Ce vaste programme, qui correspond aux besoins, comme aux revendications, ne parvient pourtant pas à faire l'unanimité
en ces temps de contestation systématique et de crise. Vent debout, le collectif des associations unies (France Terre d’asile, Fondation Abbé-Pierre, ATD-
Quart-Monde... ) ou les Enfants de Don Quichotte estiment que ce projet est une « régression » et réclament son retrait. Pas de détail ! C’est aussi leur raison d’être qui est en jeu.


La facilitation de l'accession à la propriété concerne les quatre axes de lutte

Sur l’ensemble de 26, un article en particulier concentre la polémique, au détriment du reste: celui qui permet un assouplissement de la loi SRU (Solidarité et Renouvellement Urbain), la fameuse disposition votée sous Lionel Jospin en 2000, obligeant les communes de plus de 3.500 habitants à avoir 20 % de logements sociaux. Cette obligation, louable dans les débats télévisés et à la tribune des meetings, est apparue irréaliste sur le terrain, ne serait-ce que pour des raisons de prix du foncier sur certaines communes.

Le projet de loi prévoit que l'accession sociale à la propriété pourra être comptabilisée dans ces 20 % sociaux. N’est-il pas en effet cohérent que les logements construits afin d’aider les Français modestes à devenir propriétaires, soient eux aussi pris en compte ? Cela colle à la logique d’une « France de propriétaires » promise par le candidat Nicolas Sarkozy et à laquelle le Chef de l’Etat reste attaché. Mais ce n'est pas du goût de tout le monde. « Les ménages les plus modestes ne sont pas en mesure d'accéder à la propriété », s'emporte le collectif des associations. Quant à Jean-Luc Laurent, vice-président MRC du Conseil Régional d'Ile-de-France, qui redoute probablement leur embourgeoisement, il assure, sans excès ni preuve, que le gouvernement organise « le démantèlement du logement social ». Déjà en 2006 la majorité avait présenté un amendement en ce sens mais, face au tollé, avait dû faire machine arrière.


Autre problème en ces temps de disette budgétaire: la question du financement.

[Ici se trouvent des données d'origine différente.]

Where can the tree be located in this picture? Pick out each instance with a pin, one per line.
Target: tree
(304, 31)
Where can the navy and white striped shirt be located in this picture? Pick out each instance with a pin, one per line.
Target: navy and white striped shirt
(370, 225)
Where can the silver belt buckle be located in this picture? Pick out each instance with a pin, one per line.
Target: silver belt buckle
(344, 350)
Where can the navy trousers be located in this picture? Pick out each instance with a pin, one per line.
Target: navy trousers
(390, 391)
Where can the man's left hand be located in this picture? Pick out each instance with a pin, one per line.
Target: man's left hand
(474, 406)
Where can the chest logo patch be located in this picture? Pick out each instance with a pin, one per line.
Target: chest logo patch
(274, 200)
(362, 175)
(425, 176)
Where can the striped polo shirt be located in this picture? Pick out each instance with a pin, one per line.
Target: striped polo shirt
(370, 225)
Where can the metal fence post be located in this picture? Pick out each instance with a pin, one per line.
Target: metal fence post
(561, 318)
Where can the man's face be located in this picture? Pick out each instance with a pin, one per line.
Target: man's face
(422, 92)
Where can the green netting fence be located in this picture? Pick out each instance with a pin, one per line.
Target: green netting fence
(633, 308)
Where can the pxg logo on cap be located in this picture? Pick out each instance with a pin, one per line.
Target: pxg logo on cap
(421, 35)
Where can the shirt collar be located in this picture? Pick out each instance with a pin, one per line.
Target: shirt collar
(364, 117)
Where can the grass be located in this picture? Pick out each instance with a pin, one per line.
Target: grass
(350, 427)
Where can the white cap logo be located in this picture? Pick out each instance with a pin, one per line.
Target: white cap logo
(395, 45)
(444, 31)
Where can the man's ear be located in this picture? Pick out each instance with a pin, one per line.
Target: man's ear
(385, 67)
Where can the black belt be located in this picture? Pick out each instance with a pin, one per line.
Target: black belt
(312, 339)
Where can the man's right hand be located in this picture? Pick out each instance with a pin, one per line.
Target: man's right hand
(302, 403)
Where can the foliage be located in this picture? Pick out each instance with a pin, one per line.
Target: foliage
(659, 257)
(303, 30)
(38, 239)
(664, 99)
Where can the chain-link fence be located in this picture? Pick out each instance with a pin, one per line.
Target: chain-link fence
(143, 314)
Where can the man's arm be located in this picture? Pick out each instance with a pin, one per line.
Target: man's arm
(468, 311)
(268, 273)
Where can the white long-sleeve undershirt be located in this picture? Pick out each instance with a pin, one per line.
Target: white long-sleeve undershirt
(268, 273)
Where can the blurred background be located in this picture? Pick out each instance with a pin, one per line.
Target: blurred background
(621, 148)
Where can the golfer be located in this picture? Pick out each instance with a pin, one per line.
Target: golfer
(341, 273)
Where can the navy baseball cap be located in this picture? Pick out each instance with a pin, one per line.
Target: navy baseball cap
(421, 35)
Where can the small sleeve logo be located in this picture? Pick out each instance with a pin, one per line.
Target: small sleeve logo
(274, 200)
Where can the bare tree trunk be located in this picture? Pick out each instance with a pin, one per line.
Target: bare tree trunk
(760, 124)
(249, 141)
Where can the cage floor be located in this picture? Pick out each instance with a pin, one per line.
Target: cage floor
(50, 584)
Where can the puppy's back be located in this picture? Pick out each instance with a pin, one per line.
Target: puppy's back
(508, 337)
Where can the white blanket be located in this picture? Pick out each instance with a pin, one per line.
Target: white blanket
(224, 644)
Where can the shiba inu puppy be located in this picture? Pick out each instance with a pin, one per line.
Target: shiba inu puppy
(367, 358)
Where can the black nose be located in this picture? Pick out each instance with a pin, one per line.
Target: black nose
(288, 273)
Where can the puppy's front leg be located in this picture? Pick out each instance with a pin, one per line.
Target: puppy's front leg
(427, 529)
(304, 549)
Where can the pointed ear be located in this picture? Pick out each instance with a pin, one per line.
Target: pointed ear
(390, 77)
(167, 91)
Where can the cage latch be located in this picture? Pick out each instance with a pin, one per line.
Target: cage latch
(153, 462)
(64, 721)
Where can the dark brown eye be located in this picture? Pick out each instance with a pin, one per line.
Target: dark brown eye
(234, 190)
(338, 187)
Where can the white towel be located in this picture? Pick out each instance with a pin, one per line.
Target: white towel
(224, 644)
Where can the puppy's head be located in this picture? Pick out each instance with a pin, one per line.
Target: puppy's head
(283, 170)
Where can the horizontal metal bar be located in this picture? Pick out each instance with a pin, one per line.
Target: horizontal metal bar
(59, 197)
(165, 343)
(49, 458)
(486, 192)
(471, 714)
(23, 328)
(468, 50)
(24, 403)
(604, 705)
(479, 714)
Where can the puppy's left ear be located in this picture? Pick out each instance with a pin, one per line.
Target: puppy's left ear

Pour mener à bien son projet Christine Boutin veut récupérer 800 millions d'euros des caisses du 1% logement (l’argent versé par les entreprises et qui représente une manne de 4 milliards d’euros). Ces sommes serviront pourtant à financer la réhabilitation et la construction de logements. Or, les partenaires sociaux qui gèrent ce budget ne souhaitent pas qu’une partie de leurs ressources soit employée tout aussi utilement par le gouvernement, que l’on sache clairement à quoi et sans leur avis. L’intérêt bien compris des mal-logés n’est donc pas un argument en soi suffisant. Les partenaires sociaux ne désirent pas partager leurs prérogatives, lesquelles s’exercent sur des fonds dont ils n’assurent pourtant pas la constitution.


La maison à 15 euros par jour
est la mesure la plus emblématique des 26 articles que comporte le projet de loi et elle a d’ailleurs déjà été mise en oeuvre. C’est du concret sur lequel les associations garde le silence. Christine Boutin s’emploie à en vendre 10.000 en 2009.


La ministre souhaite par ailleurs mettre un terme à cette situation inadmissible des locataires dont la situation a évolué et ont désormais des revenus qui ne justifient plus leur présence en HLM : ils devront donc quitter leur logement d'ici trois ans. Considérant la situation que d’aucuns jugent préoccupante, les plafonds de revenus seront abaissés pour prétendre à un logement social. Objectif: s'assurer que ce sont bien ceux qui en ont le plus besoin qui ont accès à une HLM. Toutes ces mesures visent à supprimer les occupations abusives de logements sociaux et à fluidifier un marché saturé. 1,3 million de Français et de sans papiers sont en attente d’un logement.